Gordon: Though the decision makes sense, now its time to pick up the pieces.
Chico: Comcast was ready to jettison all of G4's shows and personalities to parts unknown... in fact I believe the quote was "Put down the controller and groom." Then they decided that they were going to switch off Style instead.
Gordon: Wha?
Chico: Can we give them the Haterade too?
Gordon: We could...but I have something better

So Aaryn Gries' mommy has decided that it's BIG BROTHER and THE MEDIA's fault for her daughter's mess, (and not what comes out of her daughter's mouth), and she has made no bones about letting everyone know.

Chico: That's the biggest non-apology I've ever heard. *sigh*
Gordon: Can you send her mom on vacation?
Chico: I'd like to send her to the fifth circle of Hell. But instead lets go to the UK.

QI. Its on Hulu now! Just go to hulu.com/qi You will lose half of a day watching this.

Gordon: And you can see a lot of media hoes.
Chico: Yes you can (plays Luda)

In this week's Media Ho report, Betty White breaks a Guinness record for Longevity, Jerry Springer hosts TPIR Live, Wayne Brady gets a condo...Screech gets booted out of the Big Brother House, Cher, Ed Sheeran, Ryan Tedder and Miguel join The Voice, and Barack Obama's speech means that AGT will get punted around 30 minutes later.

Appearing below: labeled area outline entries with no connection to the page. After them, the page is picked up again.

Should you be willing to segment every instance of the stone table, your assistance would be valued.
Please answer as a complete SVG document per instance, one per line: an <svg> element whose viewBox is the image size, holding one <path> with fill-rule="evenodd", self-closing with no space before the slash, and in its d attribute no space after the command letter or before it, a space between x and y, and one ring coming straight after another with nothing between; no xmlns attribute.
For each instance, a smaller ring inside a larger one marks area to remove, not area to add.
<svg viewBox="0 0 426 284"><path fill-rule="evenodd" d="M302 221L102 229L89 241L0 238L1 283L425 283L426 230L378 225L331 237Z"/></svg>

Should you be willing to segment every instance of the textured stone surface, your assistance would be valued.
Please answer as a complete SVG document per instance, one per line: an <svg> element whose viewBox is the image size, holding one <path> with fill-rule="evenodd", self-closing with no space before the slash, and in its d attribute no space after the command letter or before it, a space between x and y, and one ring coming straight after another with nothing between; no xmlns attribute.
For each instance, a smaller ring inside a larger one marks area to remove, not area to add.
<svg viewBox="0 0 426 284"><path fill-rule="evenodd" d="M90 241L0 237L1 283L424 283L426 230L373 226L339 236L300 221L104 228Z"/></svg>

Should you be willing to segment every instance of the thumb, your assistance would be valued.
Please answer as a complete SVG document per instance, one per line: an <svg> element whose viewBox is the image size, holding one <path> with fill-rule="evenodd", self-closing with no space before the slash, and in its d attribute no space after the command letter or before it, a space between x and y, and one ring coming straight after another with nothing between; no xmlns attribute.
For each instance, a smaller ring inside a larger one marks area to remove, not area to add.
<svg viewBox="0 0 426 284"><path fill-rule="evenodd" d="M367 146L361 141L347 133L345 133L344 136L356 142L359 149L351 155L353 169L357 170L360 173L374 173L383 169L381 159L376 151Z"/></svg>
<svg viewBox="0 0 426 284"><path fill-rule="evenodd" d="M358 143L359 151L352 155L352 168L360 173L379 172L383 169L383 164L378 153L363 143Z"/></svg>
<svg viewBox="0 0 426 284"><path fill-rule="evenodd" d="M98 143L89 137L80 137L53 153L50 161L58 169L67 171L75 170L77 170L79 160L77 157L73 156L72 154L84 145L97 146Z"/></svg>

Gordon: But Barack Obama isn't your ho of the week.
Chico: Who is?
Gordon: Your hos is Jackie Fuchs. She is the singer of the song 'Cherry Bomb'. In the span of 2 weeks, she goes to The Chase and loses, and then she goes to Millionaire and loses (only winning $1,000), creating her own Cherry Bomb.
Chico: She's from the 70s band The Runaways
Gordon: She is. And thats what happened to her game show winnings. They ran away.
Chico: Yep
Gordon: And those...are your hoes.
Chico: And that's Brainvision. Shut it off, G
Gordon: (shutting down) Coming up - the revenge of the toilet.
Chico: But first... What! Happens! First! This is WLTI, the 34th season opener... You give us 22 minutes...
Gordon: and We'll give you 22 pepole who we can't want to see go into the Big Brother house next season...oh wait, that's the Carolina Panther's starting squad.
Chico: I still think they give Seattle a fight and then lose. I'll find out in about an hour, give or take.
Gordon: And when we do, you may see an ad later on in the show.
Chico: ...yeah.

(BrainVision has been brought to you by The Ultimate Blighter. The worst potato farmer ever will be punished by stepping into the ring with Georges St. Pierre. Better get your spuds on.)